This invention relates to the deposition of a copper onto the surface of a semiconductor substrate comprising vias and trenches and, in particular, to the electroless and electrolytic plating of copper onto a copper seed layer in the vias and trenches using the same copper bath.
An integrated circuit (IC) contains a collection of electrical devices, such as transistors, capacitors, resistors, and diodes, within a dielectric material on a semiconductor. Conductive interconnects connecting discrete devices are referred to as trenches. Additionally, two or more conductive layers, each separated by a dielectric, are typically employed within a given IC to increase its overall performance. Conductive interconnects known as vias are used to connect these distinct conductive layers together. Currently, ICs typically have silicon oxide as the dielectric material and copper as the conductive material.
The demand for manufacturing semiconductor IC devices such as computer chips with high circuit speed, high packing density and low power dissipation requires the downward scaling of feature sizes in ultra-large-scale integration (ULSI) and very-large-scale integration (VLSI) structures. The trend to smaller chip sizes and increased circuit density requires the miniaturization of interconnect features, which severely penalizes the overall performance of the structure because of increasing interconnect resistance and reliability concerns such as electromigration.
Traditionally, such structures had used aluminum and aluminum alloys as the metallization on silicon wafers with silicon dioxide being the dielectric material. In general, openings are formed in the dielectric layer in the shape of vias and trenches after metallization to form the interconnects. Increased miniaturization is reducing the openings to submicron sizes (e.g., 0.5 micron and lower).
To achieve further miniaturization of the device, copper has been introduced to replace aluminum as the metal to form the connection lines and interconnects in the chip. Copper metallization is carried out after forming the interconnects. Copper has a lower resistivity than aluminum and the thickness of a copper line for the same resistance can be thinner than that of an aluminum line. Copper-based interconnects, therefore, represent the future trend in the fabrication of such devices.
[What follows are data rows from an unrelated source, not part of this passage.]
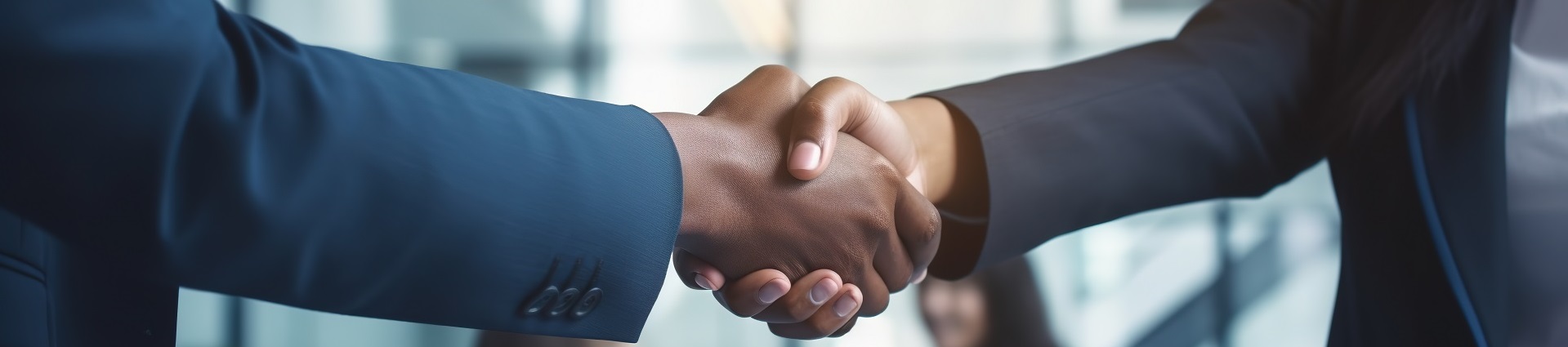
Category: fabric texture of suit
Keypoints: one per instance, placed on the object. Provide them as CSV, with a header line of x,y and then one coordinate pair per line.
x,y
1233,107
157,143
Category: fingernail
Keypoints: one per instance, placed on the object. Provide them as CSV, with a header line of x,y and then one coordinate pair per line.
x,y
824,291
772,291
806,156
701,282
844,305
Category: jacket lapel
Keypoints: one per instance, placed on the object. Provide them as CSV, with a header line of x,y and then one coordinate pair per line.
x,y
1460,131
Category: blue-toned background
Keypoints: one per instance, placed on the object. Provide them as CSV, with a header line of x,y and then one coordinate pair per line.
x,y
1249,272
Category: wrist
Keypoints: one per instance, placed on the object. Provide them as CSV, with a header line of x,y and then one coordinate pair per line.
x,y
931,129
681,127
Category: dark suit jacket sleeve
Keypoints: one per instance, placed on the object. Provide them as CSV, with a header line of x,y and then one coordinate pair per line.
x,y
1214,112
262,167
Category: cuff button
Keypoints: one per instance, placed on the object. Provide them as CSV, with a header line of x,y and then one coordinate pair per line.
x,y
565,302
543,300
588,304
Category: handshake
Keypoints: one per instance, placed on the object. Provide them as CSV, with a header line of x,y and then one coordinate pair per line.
x,y
778,234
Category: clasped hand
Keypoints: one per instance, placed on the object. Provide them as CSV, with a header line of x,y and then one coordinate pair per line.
x,y
789,241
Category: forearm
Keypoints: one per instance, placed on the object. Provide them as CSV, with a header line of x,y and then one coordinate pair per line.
x,y
955,180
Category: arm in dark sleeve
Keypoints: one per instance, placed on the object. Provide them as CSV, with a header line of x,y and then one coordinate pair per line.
x,y
1214,112
261,167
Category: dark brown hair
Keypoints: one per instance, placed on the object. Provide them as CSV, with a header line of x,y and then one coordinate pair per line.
x,y
1412,46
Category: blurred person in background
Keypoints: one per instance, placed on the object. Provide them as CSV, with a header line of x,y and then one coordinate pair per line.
x,y
160,143
998,306
1445,126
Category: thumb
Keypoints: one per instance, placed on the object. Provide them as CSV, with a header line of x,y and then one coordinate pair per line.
x,y
842,105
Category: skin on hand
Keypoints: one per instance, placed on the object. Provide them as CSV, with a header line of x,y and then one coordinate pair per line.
x,y
948,163
744,214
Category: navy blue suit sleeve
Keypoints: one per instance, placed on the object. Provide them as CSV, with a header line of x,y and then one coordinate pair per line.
x,y
267,168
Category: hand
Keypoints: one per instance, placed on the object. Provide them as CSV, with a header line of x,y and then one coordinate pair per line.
x,y
744,214
890,127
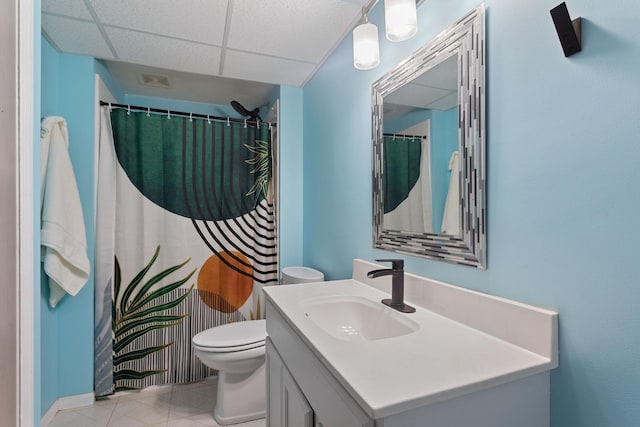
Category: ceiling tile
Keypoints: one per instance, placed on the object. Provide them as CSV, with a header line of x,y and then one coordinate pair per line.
x,y
448,102
198,20
307,30
63,32
248,66
163,52
415,95
73,8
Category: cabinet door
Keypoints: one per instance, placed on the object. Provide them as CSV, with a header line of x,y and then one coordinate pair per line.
x,y
296,409
286,405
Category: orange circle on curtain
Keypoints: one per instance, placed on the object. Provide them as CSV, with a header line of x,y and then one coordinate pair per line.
x,y
222,284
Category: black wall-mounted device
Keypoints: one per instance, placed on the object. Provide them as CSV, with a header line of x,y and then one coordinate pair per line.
x,y
569,32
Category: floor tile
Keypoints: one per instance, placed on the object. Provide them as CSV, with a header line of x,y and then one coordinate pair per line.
x,y
180,405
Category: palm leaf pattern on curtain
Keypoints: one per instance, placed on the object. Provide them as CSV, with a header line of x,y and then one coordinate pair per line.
x,y
138,310
262,169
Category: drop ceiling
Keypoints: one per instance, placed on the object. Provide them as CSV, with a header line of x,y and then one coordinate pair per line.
x,y
209,50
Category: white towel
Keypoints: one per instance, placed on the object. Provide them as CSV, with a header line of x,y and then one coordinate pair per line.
x,y
451,216
62,232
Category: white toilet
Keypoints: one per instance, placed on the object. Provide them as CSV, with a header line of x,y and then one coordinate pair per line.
x,y
236,350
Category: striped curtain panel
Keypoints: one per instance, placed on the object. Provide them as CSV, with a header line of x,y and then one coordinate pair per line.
x,y
185,241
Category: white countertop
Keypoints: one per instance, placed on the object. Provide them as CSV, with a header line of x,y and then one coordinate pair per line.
x,y
441,360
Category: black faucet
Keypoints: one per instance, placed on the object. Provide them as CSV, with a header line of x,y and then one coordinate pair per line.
x,y
397,284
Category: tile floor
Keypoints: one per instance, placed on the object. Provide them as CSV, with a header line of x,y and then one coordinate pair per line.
x,y
188,405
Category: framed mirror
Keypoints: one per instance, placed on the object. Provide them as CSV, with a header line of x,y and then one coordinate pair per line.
x,y
428,118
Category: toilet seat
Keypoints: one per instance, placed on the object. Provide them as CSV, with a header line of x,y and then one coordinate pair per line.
x,y
232,337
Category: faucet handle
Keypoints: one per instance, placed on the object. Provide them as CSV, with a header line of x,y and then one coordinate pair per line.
x,y
396,264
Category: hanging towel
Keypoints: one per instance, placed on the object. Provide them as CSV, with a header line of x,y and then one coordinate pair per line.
x,y
451,216
62,234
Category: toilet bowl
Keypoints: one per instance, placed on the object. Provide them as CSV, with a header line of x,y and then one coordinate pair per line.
x,y
237,352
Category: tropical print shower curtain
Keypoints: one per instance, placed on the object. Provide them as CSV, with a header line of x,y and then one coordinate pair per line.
x,y
185,241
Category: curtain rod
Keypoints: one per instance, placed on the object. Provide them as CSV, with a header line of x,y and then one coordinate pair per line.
x,y
401,135
183,114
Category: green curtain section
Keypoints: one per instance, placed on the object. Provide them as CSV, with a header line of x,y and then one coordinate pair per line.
x,y
401,169
192,167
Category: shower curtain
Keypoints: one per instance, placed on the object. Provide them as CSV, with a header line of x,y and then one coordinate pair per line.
x,y
185,241
406,184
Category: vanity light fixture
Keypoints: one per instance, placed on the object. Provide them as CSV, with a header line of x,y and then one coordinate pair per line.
x,y
401,19
366,51
401,23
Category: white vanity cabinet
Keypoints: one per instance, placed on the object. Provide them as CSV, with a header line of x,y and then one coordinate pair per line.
x,y
287,406
301,392
338,357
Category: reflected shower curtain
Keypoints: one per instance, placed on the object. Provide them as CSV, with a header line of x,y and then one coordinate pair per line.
x,y
185,241
406,184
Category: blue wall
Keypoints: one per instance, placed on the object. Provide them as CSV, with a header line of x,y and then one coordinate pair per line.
x,y
66,331
562,185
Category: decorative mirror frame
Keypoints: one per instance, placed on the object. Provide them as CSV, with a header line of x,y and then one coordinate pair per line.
x,y
465,39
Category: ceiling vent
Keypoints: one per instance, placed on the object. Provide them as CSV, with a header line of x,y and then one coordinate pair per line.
x,y
154,80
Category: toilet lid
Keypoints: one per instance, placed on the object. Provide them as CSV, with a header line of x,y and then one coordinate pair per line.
x,y
238,334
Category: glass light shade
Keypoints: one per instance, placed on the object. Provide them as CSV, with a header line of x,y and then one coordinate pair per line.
x,y
400,19
366,52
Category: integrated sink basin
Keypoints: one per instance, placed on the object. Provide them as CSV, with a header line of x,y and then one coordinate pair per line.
x,y
354,318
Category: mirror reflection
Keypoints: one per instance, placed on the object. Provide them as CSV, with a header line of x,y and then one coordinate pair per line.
x,y
420,153
429,149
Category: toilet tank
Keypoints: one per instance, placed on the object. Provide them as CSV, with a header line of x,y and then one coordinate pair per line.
x,y
292,275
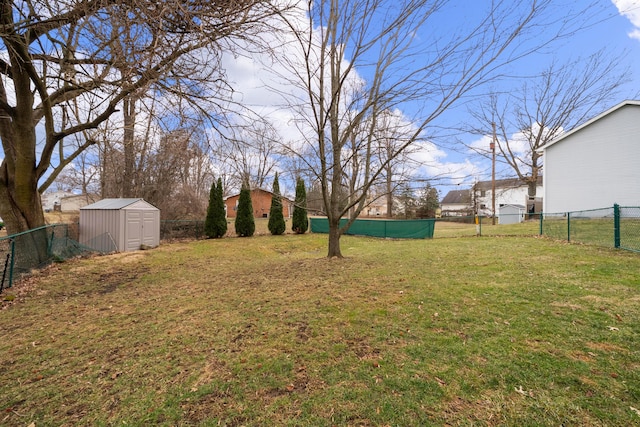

The use of copper has introduced a number of requirements into the IC manufacturing process. First, copper has a tendency to diffuse into the semiconductor's junctions, thereby disturbing their electrical characteristics. To combat this occurrence, a barrier layer, such as titanium nitride, tantalum or tantalum nitride, is applied to the dielectric prior to the copper layer's deposition. It is also necessary that the copper be deposited on the barrier layer cost-effectively while ensuring the requisite coverage thickness for carrying signals between the IC's devices. As the architecture of ICs continues to shrink, this requirement proves to be increasingly difficult to satisfy.
One conventional semiconductor manufacturing process is the copper damascene system. Specifically, this system begins by etching the circuit architecture into the substrate's dielectric material. The architecture is comprised of a combination of the aforementioned trenches and vias. Next, a barrier layer is laid over the dielectric to prevent diffusion of the subsequently applied copper layer into the substrate's junctions. Copper is then deposited onto the barrier layer using one of a number of processes, including, for example, chemical vapor deposition (CVD), physical vapor deposition (PVD), or electrochemical deposition. After the copper layer has been deposited, excess copper is removed from the facial plane of the dielectric, leaving copper in only the etched interconnect features of the dielectric. Subsequent layers are produced similarly before assembly into the final semiconductor package.
Electrochemical deposition, the currently preferred method for applying copper, requires deposition of a thin copper seed layer prior to electrochemical deposition so that the copper has an electrically conductive surface on which to deposit. The copper seed layer is typically applied by PVD or CVD, both of which often have coverage problems, especially in interconnects in the device, such that the copper seed layer is non-continuous and has voids and gaps. These voids and gaps in the copper seed layer impair the ability to subsequently deposit a continuous copper layer by electrochemical deposition. The copper seed layer is typically exposed to an activator liquid to fill in the voids and gaps in the seed layer. For example, the seed layer may be exposed to palladium-tin colloidal suspension to deposit palladium-tin particles on the seed layer and fill the voids and gaps in the seed layer. The deposited palladium carries current across the voids and gaps, thereby facilitating subsequent electrochemical deposition of a continuous copper layer.
Subsequent to activation of the seed layer, a copper seed enhancement layer is typically deposited using an electroless copper plating solution. After deposition of the seed enhancement layer, the filling of the vias and trenches is completed by depositing copper electrolytically using an electrolytic copper plating solution. After depositing the copper seed enhancement layer, typically about 99 percent of their depth remains unfilled. Thus, the majority of the filling process occurs during the electrolytic plating operation.
Although widely used, electrochemical copper deposition processes have drawbacks. For example, each step requires a different plating solution followed by a water rinse before being immersed in the next plating solution. This typically results in increased raw material costs, increased waste disposal costs, increased manufacturing duration, increased capital investment and increased manufacturing costs all of which increase the cost of each integrated circuit. Thus, a need continues to exist for a less expensive, and more consolidated electrochemical copper deposition process.